Apple is losing its personality under Tim Cook, warns former creative director

“Without Steve Jobs, Apple is losing its personality,” Margi Murphy reports for The Telegraph. “That’s according to the former Apple creative director who helped Jobs build a cult following for the Apple brand. In an interview with The Telegraph, Chiat/Day director Ken Segall reveals how Steve Jobs was obsessed with creating an aura that made people ‘lust’ for his products.”

“This is something Apple is now missing, despite being one of the world’s most valuable technology companies, claims Segall. A failure to cash in on customer loyalty through emotional marketing campaigns might prove problematic for Apple as it prepares to weather a market that shows signs of cooling,” Murphy reports. “‘These days, Apple does a different campaign for a different phone which I always thought was a lost opportunity. They should be building a personality for the phone, a thing that people might want to be part of because it rises above the features of the moment.'”

“‘The passing of Steve Jobs created a completely different approach to marketing which we can see the results of,’ he adds. ‘They had some great moments and some not so great moments. As a marketer I look at that and can see the difference between Steve being there – and not being there – very clearly,'” Murphy reports. “In the late 80s, Segall took a job as Creative Director at BBDO, the ad agency handling Apple in Los Angeles, while John Sculley was chief executive officer. Segall then moved to work with Steve Jobs on his failed venture, NeXT, where he remained for three years. He was later installed again at Apple when Jobs took the reins again in 1997… Traditional companies have long counted on data, not gut instincts to make decisions and Segall feels that Apple, once a trailblazer, is no longer any different. ‘Tim Cook goes by recommendation of the people around him,’ he says. And those people are ‘a little vanilla.'”

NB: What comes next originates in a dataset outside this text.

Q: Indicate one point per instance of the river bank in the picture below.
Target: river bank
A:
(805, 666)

Read more in the full article here.

MacDailyNews Take: “Vanilla,” he spat.

As we wrote in March 2013:

Steve Jobs held a three-hour meeting every Wednesday afternoon with his top agency, marketing and communications people to approve each new commercial, print ad, web ad, and billboard. Does Tim Cook? If he does, does he have anything close to Jobs’ sensibilities in this area? Judging from Apple’s marketing since Steve left the building, he does not. Therefore, Cook needs to find a marketing guru to take Steve’s place, conduct these Wednesday meetings, and hold his marketing peoples’ feet to the fire until he/she is extremely satisfied.

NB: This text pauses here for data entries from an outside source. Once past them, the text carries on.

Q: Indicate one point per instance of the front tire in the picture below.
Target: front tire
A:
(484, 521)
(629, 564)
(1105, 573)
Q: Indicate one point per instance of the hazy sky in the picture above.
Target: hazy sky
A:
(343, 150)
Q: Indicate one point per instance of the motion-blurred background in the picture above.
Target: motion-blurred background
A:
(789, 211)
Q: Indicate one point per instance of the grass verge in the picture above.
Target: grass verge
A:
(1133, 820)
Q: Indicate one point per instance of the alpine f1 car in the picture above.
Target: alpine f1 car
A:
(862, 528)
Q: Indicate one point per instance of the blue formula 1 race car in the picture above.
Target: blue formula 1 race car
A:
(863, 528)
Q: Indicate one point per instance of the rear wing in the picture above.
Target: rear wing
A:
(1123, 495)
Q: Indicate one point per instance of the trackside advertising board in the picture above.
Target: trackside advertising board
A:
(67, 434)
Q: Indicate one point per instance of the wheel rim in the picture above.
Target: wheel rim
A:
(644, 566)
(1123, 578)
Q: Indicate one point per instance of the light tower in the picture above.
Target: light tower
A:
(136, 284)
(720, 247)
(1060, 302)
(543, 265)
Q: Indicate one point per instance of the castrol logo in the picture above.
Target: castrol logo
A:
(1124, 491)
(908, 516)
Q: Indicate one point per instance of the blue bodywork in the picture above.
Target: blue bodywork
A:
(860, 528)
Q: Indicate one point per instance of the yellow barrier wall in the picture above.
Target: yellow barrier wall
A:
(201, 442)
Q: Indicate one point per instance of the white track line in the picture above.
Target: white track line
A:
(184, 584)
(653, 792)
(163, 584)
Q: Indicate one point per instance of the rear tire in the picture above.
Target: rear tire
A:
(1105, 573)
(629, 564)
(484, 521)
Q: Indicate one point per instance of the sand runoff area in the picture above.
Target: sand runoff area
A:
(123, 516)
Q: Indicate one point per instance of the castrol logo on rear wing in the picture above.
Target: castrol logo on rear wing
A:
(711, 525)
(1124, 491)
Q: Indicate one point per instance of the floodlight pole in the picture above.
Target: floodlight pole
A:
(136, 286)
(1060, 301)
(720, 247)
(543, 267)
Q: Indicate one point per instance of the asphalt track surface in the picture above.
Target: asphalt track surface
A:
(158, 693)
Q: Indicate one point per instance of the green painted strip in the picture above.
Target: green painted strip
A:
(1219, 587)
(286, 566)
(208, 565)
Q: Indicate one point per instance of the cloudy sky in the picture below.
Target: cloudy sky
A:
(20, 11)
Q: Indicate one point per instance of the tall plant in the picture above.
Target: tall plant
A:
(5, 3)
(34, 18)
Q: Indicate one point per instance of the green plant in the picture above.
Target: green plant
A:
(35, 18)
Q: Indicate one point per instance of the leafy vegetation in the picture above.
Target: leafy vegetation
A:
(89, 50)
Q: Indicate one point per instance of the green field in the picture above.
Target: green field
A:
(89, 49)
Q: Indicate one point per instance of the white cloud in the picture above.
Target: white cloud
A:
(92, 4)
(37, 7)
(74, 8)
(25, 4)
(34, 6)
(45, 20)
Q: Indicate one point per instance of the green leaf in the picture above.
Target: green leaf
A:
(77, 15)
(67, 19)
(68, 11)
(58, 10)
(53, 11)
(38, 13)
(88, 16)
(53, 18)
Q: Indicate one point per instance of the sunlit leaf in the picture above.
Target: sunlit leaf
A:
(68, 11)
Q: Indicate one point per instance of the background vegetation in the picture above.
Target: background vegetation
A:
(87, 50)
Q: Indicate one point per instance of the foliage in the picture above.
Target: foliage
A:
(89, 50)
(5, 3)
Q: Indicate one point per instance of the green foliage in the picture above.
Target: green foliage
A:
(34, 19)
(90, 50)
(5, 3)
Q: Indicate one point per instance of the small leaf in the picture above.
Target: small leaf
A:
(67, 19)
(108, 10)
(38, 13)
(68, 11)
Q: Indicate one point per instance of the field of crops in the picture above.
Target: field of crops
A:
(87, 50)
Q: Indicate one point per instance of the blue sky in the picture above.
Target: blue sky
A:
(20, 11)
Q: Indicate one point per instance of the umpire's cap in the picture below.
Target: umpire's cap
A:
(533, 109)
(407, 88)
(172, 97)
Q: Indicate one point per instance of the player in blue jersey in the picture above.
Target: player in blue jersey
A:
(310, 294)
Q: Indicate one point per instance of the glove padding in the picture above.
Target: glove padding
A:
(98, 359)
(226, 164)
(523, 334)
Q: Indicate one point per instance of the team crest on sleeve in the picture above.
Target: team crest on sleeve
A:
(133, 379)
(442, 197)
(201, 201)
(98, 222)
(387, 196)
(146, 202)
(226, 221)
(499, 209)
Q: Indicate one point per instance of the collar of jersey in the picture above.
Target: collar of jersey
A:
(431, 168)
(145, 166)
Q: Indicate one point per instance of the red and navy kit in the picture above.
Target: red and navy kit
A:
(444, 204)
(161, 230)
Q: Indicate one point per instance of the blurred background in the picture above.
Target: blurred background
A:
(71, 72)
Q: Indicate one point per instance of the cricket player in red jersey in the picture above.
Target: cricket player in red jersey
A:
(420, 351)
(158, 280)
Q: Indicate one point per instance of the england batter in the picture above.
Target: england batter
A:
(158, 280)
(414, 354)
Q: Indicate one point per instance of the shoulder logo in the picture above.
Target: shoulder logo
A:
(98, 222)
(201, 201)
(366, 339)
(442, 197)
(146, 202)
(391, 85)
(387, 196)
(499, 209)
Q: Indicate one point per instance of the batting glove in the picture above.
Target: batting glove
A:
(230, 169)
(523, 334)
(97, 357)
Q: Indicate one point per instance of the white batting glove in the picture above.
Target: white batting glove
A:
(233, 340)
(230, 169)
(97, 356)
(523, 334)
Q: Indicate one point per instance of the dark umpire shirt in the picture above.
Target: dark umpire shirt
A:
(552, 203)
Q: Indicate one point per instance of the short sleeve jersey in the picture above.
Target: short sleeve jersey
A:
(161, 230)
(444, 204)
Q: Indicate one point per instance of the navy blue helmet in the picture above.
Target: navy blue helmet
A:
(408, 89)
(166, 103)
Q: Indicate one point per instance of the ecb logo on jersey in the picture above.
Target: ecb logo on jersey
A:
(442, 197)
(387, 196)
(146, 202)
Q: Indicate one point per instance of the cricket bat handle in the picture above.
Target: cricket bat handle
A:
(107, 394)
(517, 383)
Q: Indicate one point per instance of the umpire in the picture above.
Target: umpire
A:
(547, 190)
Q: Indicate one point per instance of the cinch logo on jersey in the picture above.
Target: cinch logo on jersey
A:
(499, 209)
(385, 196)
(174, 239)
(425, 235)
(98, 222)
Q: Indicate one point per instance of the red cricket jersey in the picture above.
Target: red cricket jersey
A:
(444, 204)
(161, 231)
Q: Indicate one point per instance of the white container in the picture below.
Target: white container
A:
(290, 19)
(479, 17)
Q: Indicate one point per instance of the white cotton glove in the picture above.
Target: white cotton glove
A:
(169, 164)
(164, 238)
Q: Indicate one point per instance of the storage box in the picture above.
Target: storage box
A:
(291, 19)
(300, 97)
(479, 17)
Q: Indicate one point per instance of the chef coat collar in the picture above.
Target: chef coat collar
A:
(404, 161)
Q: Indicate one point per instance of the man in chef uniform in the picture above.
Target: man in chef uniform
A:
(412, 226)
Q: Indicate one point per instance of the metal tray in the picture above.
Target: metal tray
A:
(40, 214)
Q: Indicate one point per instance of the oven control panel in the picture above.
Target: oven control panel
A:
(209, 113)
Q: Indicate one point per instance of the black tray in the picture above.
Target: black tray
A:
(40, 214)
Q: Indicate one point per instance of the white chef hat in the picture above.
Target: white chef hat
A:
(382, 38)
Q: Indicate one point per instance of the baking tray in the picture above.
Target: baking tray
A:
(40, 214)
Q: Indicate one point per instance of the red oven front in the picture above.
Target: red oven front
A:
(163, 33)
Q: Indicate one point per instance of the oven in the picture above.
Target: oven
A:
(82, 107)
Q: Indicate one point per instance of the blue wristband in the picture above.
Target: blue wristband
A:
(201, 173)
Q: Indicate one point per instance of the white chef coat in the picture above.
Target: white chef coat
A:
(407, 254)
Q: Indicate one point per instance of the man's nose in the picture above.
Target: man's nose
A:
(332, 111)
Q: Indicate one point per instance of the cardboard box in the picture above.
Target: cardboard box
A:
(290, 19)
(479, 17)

As we followed up in April 2014:

As Apple CEO, Steve Jobs focused on two things – product design and marketing. He was a genius at both. His talents cannot be replaced with one person. In fact, his talents in either discipline cannot be replaced by one person. Jony Ive and Phil Schiller without Jobs cannot be expected to perform as if Jobs was still working with them.

And, as we wrote this past March:

A team of people – talented people who actually get it and who are all on the same page – is an absolute necessity for Apple’s success, but it creates a problem: Jobs was a single filter. A unified mind. The founder. A group of people simply cannot replicate that. This is not to say that they cannot do great work (we believe Apple does, and will continue, to do great work) just that Apple is fundamentally affected by the loss of Steve Jobs and has to figure out a new way to work.